July 28th, 2011
I first posted this in 2008, but was thinking about it today. Thinking mainly how it feels I’m losing my memory, and am thankful for details I wrote down three years ago…
I often pretended Maura Dominiak’s nooks and crannies house were mine. Big, rustic, rife with wood, and usually empty of parental supervision. Full of antique stoves and stained glass and porcelain knobs. After Fall’s football games, we’d drive up to the detached garage with the warped edges that never shut properly, park behind the Peugeot, and scatter snow on the walk to the side door that opened to an impossibly chubby sectional. To the right of the couch, three rough-hewn driftwood stairs led to a paneled bathroom that was as homey and warm as a bathroom could hope to be, no plastic seat cozy there, not like at my house. Up more stairs behind the couch was a small pocket room with a bar in the corner, bedecked with green-lidded lamps and unmonitored — at least we hoped — bottles of tart alcohol.
I’d fallen asleep on that rotund, bouncy couch, more times than I’ll ever recall at this age, usually head to head or toe to toe with any number of other friends who stayed the night. Laura’s brother, a few years older, watched over us girls like a father hawk, her sister was the homecoming queen. When her parents stayed home, they treated us like the silly friend who babbles about nothing, bemusedly and with good-natured maintenance. On warm nights, and on snow nights too, a group of us walked through a thin line of cabin homes and trees to a small lake where we’d drink fizzy cans of beer and skip rocks, or huddle, waiting for one of the guys to offer up his white pleather and brown felt letter jacket.
Angst and jealousy, sheepishness, quiet moroseness, arrogance; they all found their way into those nights, hanging on nearby branches, dripping with the ice, blazing in the sun. Often, I’d think we left those things by the lake, but each of us carried them with us, back into the house, and into the nooks and crannies where we’d sit as couples, or trios, or some of us, by ourselves, too fizzy to care.

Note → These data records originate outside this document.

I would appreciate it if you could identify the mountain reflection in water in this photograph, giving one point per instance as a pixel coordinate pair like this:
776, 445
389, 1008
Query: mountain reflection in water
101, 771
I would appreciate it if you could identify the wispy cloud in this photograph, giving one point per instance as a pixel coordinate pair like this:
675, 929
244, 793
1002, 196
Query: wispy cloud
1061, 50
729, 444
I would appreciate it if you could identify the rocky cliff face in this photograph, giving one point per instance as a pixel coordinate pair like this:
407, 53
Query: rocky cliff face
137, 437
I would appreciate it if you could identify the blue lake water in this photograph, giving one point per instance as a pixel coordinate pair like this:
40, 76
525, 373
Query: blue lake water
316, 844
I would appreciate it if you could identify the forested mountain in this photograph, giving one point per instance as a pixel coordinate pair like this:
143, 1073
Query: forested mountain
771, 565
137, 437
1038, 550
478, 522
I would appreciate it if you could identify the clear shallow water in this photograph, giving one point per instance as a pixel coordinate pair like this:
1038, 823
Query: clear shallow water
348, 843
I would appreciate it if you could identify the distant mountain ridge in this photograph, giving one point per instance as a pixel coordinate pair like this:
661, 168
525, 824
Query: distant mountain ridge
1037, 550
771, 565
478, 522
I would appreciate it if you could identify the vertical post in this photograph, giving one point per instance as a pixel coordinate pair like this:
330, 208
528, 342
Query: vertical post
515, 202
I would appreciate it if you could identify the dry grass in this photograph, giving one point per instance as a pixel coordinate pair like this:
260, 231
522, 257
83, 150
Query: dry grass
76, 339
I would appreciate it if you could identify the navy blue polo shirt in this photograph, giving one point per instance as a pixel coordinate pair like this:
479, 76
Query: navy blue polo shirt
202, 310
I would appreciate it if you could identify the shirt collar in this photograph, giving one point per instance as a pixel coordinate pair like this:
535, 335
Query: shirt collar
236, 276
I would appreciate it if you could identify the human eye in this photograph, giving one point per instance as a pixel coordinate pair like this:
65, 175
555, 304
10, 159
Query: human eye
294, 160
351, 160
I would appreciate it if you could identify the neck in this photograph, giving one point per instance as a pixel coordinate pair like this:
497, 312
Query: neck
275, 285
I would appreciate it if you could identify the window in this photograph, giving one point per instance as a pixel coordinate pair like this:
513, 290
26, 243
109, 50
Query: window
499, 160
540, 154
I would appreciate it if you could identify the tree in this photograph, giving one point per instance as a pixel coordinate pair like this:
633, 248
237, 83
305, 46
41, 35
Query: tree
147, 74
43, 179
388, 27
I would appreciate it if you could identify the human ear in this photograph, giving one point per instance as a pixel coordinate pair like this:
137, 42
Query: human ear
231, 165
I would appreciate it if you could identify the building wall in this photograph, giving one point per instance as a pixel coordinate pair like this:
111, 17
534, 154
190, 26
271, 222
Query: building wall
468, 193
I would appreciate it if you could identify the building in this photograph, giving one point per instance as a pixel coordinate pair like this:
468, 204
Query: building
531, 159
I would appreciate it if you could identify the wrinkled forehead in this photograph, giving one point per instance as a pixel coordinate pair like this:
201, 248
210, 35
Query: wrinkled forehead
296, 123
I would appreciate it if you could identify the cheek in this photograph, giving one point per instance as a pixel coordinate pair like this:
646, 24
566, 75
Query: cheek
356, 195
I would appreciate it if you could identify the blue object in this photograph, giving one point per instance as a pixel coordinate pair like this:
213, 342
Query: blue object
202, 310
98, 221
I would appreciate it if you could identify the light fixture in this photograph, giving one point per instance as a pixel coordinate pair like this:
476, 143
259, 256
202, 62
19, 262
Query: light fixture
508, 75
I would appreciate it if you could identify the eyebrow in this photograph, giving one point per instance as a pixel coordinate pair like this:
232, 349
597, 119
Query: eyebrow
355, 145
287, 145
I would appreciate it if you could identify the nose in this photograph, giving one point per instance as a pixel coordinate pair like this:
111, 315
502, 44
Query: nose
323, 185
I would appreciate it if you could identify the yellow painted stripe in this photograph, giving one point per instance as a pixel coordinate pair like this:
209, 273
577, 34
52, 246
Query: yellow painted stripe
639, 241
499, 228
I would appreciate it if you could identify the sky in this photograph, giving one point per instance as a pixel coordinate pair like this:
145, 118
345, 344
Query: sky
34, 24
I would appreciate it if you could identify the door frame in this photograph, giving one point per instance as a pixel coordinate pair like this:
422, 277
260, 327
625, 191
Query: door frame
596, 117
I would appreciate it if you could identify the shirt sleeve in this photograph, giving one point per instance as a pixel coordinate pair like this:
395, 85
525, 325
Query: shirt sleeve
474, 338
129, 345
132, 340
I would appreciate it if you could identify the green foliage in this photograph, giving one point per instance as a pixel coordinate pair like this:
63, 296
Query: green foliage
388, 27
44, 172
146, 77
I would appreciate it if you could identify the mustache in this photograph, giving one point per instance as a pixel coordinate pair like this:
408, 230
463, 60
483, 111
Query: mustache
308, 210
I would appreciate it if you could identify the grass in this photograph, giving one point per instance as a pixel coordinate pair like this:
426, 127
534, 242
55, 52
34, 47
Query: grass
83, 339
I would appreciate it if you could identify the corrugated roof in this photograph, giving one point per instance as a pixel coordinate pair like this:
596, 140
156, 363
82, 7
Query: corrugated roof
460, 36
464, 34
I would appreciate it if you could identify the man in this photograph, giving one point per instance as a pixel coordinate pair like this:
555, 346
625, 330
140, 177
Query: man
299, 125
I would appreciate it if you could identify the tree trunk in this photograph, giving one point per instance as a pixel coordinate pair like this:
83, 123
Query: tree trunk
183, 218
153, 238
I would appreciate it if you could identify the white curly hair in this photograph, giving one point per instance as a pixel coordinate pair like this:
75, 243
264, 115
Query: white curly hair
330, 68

It was on the sleeper’s couch that I found myself, listening to Let’s Hear it for the Boy, remembering how I botched the pom pom tryouts, knowing I’d never be that girl, when Tommy sidled over, brushing my leg with his blue cords. Up to then, I’d only kissed my golden retriever, Nugget, but I knew Sweet Valley High when I saw it. I kept my eyes trained on his tan suede shoes, the ankle-top ones with the big tongue, and I didn’t move, those shoes were my spot in the dance. Talk buzzed the air between us and I tried to swat it. What’s going on? Where’s Laura? What are you doing? Did you have fun at the football game? Are you going to Homecoming? On and on.
My eyes stayed to the ground until he cupped me under the chin and told me to look him in the face. I found an eyelash and concentrated on it, avoiding his pupils at all costs. So I guess I didn’t see it coming. In seconds, I tasted wet muscle in my mouth. Flexing, contracting, active. An OCD germophobe in the making, I considered the saliva pooling in the corners of the mouth, but maybe it was supposed to be like this: messy, disturbingly robust, moist. An awful lot like Nugget.
Tommy tasted like Dum Dums and sure enough, FD&C Red #40 stained his lips, which made my dried spit tainted mouth twitch. Soon the muscle retracted, and I swiped the back of my palm over my mouth. I saw him kissing Lauretta a half hour later, so I went to my favorite bucolic bathroom and scrubbed the pink off my hand.